Kermit Tyler was the Army Air Forces' first lieutenant on temporary duty at Ft. Shafter's radar information center in Hawaii on Dec. 7, 1941, when two privates reporting seeing an unusually large blip on their radar screen, indicating a large number of aircraft about 132 miles away and fast approaching.
"Don't worry about it," Tyler famously replied, thinking it was a flight of U.S. B-17 bombers that was due in from the mainland.
The aircraft were the first wave of more than 180 Japanese fighters, torpedo bombers, dive bombers and horizontal bombers whose surprise attack on Pearl Harbor shortly before 8 a.m. plunged the United States into World War II.
Many questioned his decision for years, and the 1970 movie "Tora! Tora! Tora!" portrayed him in an unflattering light. Audiences watching a documentary at the Pearl Harbor Visitors Center theater still groan when they hear Tyler's response to the radar report.

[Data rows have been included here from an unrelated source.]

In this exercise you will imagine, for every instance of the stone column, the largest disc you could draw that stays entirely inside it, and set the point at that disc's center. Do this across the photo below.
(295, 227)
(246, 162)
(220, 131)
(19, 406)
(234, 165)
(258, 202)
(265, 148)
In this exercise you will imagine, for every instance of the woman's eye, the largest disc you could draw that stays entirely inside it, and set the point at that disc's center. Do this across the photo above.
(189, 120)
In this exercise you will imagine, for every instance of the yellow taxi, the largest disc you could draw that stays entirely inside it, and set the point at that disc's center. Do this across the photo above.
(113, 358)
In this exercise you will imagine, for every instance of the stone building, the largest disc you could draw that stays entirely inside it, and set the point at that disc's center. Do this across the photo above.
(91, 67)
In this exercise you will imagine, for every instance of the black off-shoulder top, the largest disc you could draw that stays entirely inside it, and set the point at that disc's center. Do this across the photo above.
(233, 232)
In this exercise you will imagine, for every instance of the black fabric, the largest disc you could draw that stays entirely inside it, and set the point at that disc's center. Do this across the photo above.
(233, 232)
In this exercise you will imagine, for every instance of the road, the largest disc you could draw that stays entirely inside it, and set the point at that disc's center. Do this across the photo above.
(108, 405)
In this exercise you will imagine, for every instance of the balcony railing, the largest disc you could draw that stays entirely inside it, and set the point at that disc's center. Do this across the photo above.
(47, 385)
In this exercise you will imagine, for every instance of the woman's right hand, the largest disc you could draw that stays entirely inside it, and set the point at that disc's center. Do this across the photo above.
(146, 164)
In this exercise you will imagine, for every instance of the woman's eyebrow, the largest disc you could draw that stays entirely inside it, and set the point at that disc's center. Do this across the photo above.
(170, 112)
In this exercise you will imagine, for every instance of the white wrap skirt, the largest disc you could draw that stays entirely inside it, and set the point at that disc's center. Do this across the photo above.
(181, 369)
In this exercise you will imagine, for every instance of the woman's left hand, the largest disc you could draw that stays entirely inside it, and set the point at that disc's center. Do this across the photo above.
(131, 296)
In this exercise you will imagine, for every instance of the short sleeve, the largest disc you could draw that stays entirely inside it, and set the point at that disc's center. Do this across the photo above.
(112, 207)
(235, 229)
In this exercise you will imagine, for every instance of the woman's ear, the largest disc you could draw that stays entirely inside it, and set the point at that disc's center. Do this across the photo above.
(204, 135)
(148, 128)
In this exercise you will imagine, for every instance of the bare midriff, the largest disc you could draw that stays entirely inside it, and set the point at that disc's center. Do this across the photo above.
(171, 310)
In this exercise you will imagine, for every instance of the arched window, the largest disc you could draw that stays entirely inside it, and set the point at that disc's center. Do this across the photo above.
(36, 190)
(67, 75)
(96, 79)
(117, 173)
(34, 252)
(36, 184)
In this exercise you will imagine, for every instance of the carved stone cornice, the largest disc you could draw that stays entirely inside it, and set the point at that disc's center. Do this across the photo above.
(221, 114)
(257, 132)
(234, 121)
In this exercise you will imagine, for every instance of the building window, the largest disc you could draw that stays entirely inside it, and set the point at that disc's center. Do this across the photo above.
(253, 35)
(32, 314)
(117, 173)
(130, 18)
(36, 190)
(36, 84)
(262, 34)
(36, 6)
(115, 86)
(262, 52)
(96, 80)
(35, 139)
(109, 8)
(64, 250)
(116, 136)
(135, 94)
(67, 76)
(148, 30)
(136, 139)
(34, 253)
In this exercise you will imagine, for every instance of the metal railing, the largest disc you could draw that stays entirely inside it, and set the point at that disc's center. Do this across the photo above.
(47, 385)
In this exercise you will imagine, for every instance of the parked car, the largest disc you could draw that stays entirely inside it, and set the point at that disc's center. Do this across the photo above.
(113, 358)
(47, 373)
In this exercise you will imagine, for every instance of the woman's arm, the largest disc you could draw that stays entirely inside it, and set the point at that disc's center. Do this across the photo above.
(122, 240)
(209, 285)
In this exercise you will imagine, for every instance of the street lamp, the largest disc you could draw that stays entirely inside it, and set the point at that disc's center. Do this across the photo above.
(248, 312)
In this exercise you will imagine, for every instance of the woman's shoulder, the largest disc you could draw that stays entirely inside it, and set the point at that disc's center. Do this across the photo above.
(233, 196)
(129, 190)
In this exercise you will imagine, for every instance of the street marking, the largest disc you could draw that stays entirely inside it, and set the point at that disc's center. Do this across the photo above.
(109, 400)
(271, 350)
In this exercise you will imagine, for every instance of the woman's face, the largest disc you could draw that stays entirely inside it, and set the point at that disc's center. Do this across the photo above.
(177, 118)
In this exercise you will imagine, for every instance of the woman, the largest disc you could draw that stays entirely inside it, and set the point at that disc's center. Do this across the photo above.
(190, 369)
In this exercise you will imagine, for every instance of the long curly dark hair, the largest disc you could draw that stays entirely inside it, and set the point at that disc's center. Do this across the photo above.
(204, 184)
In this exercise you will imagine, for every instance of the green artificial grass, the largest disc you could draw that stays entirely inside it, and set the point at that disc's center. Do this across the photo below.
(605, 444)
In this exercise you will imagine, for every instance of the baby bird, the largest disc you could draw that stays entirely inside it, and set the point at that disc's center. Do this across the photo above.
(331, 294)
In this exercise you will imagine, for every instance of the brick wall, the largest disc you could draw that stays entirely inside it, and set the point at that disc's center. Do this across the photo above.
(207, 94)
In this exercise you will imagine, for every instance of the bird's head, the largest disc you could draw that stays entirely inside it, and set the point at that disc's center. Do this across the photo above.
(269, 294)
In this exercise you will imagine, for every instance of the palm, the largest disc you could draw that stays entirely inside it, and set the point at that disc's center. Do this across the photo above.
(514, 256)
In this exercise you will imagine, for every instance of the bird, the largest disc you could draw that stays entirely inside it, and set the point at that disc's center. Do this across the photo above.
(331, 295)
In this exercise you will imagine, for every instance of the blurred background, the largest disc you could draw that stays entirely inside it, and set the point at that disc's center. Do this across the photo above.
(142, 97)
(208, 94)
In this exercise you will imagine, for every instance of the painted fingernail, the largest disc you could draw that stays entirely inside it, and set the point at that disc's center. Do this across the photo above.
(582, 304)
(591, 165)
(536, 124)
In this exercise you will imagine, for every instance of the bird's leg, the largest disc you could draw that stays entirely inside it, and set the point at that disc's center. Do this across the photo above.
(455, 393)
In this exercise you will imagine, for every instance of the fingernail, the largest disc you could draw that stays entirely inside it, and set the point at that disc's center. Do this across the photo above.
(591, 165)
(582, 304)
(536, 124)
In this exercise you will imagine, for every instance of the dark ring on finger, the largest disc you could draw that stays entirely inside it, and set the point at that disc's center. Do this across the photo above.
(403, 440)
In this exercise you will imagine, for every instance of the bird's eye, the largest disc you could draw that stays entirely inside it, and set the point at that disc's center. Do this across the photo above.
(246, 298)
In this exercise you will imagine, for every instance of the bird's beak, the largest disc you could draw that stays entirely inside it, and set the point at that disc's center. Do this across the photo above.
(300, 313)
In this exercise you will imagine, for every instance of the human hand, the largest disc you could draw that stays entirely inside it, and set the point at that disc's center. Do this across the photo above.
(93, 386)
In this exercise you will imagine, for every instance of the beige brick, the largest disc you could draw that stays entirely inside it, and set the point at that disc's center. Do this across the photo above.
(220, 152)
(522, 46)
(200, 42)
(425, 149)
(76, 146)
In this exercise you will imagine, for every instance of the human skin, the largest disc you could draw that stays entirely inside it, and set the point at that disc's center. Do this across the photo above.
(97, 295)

Daniel Martinez, Pearl Harbor historian for the National Park Service, said Tyler's role was misunderstood and that congressional committees and military inquiries that looked into what happened at Pearl Harbor did not find him at fault. He said a flight of B-17s flying in from Hamilton Field north of San Francisco was indeed due to land at Hickam Field.
"Kermit Tyler took the brunt of the criticism, but that was practically his first night on the job, and he was told that if music was playing on the radio all night, it meant the B-17s were coming in," Martinez said
The music played all night so the B-17 pilots could home in on the signal, and when he heard the music as he was driving to work, Tyler figured the aircraft would be coming in soon.
"I wake up at nights sometimes and think about it," Tyler said in a 2007 interview with the Star-Ledger of Newark, N.J. "But I don't feel guilty. I did all I could that morning."
Tyler, who suffered two strokes within the last two years, died Jan. 23 at his home in San Diego, said his daughter Julie Jones.
After Pearl Harbor, Tyler flew combat missions in the Pacific. He retired from the Air Force as a lieutenant colonel in 1961, launched a career in real estate, and was a landlord.
Tyler is survived by three children. He was preceded in death by his wife, Marian, and a son.